Considering the Flo Ridian rapper spent his early days touring with 2 Live Crew [click to read], the party concept (with some lewdness shaved off) must have stuck with him as he started his own career. R.O.O.T.S aka Route Of Overcoming The Struggle holds true to its acronymic title. Once again Flo Rida is working for the weekend, waiting to shake his bulbous physique at a club and take a PYT home. The album opens with "Finally Here," reminiscent of Big Pun's "100 Percent" in its ideal of finally reaching that lucky day where money problems disappear. It follows with "Jump," welcoming the return of Nelly Furtado on a high-energy track that's begging to be a single.
The theme of the entire album rests upon Flo Rida being poised for greatness in the world of Hip-Pop. He isn't claiming to be the G.O.A.T; he's just here to have fun. The irony is that the original self-proclaimed G.O.A.T, LL Cool J, attempted to reinvent himself as something of a Flo Rida (see The DEFinition) and a not a single person was left headsprung. Flo Rida entered the game as a bulky party starter and it's helped him bypass the sophomore jinx.

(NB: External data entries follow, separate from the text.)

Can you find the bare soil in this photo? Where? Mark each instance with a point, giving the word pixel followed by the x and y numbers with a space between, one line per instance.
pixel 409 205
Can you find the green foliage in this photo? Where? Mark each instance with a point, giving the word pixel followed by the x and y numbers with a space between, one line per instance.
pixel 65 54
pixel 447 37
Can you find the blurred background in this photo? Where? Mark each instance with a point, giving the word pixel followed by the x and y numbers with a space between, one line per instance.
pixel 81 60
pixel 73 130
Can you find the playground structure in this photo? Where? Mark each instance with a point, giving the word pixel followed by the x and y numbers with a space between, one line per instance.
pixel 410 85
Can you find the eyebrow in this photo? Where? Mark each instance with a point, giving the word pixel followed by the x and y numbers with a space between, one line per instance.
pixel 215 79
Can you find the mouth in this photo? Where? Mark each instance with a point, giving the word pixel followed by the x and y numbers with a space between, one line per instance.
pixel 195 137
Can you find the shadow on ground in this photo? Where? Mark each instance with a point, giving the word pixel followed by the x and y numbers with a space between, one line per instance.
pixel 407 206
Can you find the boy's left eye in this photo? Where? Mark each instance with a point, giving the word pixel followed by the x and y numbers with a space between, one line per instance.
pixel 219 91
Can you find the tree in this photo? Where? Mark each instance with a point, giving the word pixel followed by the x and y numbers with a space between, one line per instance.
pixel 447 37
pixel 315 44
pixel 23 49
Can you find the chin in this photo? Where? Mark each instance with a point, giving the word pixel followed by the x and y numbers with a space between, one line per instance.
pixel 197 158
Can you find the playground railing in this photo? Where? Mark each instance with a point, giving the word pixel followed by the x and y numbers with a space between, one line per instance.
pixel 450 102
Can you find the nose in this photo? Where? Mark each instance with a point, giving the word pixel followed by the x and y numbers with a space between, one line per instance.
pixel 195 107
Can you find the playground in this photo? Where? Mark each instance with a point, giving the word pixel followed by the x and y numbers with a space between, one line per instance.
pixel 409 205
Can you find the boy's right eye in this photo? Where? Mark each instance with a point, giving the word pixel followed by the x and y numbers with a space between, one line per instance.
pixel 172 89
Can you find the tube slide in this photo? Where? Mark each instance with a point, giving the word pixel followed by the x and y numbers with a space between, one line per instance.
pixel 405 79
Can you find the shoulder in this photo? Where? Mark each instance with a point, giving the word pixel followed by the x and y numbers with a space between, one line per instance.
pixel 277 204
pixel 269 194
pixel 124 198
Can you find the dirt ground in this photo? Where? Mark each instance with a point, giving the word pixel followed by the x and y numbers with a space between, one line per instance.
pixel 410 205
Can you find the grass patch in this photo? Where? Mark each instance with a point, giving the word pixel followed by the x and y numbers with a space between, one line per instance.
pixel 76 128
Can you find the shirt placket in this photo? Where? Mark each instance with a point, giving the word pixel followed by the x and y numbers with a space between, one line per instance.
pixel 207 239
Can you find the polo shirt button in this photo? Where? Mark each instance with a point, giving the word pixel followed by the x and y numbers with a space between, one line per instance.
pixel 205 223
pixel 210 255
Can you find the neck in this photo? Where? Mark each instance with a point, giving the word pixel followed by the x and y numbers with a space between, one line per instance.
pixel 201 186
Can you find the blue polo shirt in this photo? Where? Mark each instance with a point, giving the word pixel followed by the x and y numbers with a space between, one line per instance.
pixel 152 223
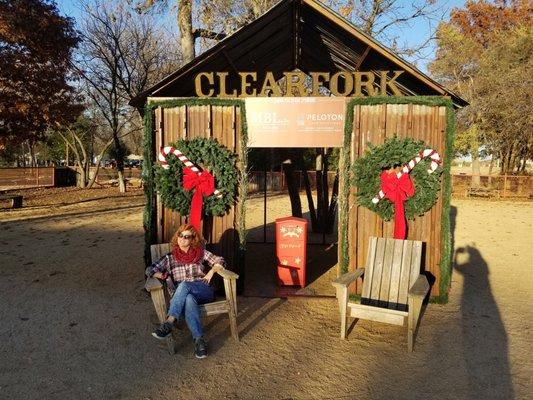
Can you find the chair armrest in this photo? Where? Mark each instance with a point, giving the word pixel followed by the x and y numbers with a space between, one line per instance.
pixel 227 274
pixel 346 279
pixel 420 288
pixel 153 284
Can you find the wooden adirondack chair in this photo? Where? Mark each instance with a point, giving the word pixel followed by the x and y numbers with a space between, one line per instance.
pixel 160 296
pixel 393 288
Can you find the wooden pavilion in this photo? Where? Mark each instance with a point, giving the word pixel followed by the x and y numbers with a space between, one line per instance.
pixel 305 36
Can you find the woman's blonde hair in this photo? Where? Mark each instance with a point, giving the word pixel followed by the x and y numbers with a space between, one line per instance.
pixel 196 241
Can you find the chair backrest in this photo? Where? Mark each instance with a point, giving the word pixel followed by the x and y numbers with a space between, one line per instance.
pixel 159 250
pixel 392 266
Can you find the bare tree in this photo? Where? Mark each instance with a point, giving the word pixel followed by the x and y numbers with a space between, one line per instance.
pixel 121 54
pixel 386 20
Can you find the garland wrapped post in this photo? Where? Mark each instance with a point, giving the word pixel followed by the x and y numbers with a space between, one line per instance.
pixel 201 182
pixel 447 239
pixel 368 169
pixel 184 187
pixel 397 186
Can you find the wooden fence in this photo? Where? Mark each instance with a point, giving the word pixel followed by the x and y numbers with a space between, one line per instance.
pixel 23 178
pixel 14 178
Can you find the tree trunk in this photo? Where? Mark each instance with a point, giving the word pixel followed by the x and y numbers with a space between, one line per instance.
pixel 186 31
pixel 321 201
pixel 330 220
pixel 491 166
pixel 310 201
pixel 293 188
pixel 476 171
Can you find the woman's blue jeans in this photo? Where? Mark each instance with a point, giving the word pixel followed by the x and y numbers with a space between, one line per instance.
pixel 185 304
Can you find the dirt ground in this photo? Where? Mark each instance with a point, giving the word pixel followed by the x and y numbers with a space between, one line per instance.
pixel 76 322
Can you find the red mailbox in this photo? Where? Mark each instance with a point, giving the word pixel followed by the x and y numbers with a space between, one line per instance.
pixel 291 250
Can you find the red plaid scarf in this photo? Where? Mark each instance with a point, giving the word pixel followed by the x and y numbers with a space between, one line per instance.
pixel 193 255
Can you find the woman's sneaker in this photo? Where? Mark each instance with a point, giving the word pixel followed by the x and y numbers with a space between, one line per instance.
pixel 200 348
pixel 164 330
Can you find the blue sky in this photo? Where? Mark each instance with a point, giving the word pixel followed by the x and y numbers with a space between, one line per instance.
pixel 412 36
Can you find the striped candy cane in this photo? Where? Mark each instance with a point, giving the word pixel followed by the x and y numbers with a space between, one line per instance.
pixel 165 151
pixel 435 161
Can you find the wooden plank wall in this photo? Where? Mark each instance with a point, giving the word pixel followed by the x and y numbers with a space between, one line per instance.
pixel 374 123
pixel 221 123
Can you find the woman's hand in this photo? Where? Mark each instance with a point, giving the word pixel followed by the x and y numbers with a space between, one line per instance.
pixel 209 275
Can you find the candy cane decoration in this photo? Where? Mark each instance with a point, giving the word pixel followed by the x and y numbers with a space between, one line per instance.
pixel 435 161
pixel 165 151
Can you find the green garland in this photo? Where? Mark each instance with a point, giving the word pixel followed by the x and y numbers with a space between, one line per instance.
pixel 212 156
pixel 366 177
pixel 148 172
pixel 445 264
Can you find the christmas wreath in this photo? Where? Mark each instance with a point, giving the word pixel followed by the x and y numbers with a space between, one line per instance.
pixel 394 153
pixel 207 155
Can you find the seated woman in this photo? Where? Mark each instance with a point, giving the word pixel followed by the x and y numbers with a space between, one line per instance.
pixel 184 270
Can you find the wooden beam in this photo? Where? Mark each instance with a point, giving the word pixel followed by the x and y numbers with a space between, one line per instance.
pixel 323 10
pixel 362 59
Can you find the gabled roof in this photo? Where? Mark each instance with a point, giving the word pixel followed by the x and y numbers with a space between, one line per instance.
pixel 296 34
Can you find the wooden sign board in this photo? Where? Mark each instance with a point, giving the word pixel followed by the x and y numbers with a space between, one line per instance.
pixel 295 121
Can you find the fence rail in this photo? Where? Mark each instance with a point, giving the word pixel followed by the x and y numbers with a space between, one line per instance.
pixel 506 186
pixel 503 186
pixel 26 177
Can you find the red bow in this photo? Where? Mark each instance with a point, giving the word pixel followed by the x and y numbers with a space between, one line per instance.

Flo Rida enlists some obscure cameos this time around, with the exception of Ne-Yo [click to read] on the Ne-Yo sounding "Be On You" and Akon [click to read] on the Akon-sounding "Available." The lead single "Right Round" features newcomer Ke$ha, and while the sample works perfectly, a simple substitution of Keri Hilson would have given this song more leverage. Oddly the most random cameos happen to be the singles ("Right Round" f/ Ke$ha, "Shone" featuring Pleasure P, and "Sugar" featuring Wynter Gordon). Only time will tell if Flo Rida can carry these songs through the mainstream.
There are some misses in R.O.O.T.S, primarily on the title track where Flo Rida attempts to insert some "real talk." This is the only point where being known as lighthearted poses a gift and a curse, and while Flo Rida may have felt this track added substance, it definitely didn't. The album closes with the Wyclef-assisted [click to read] "Rewind," and that's exactly what you'll do - just to avoid hearing the track.
R.O.O.T.S in many ways is the album that should have preceded Mail On Sunday - songs packed with newer talent and dance floor money woes. Regardless of his catalogue's order, Flo Rida has cornered the market of crafting songs with enough momentum to make you kill a rabbit.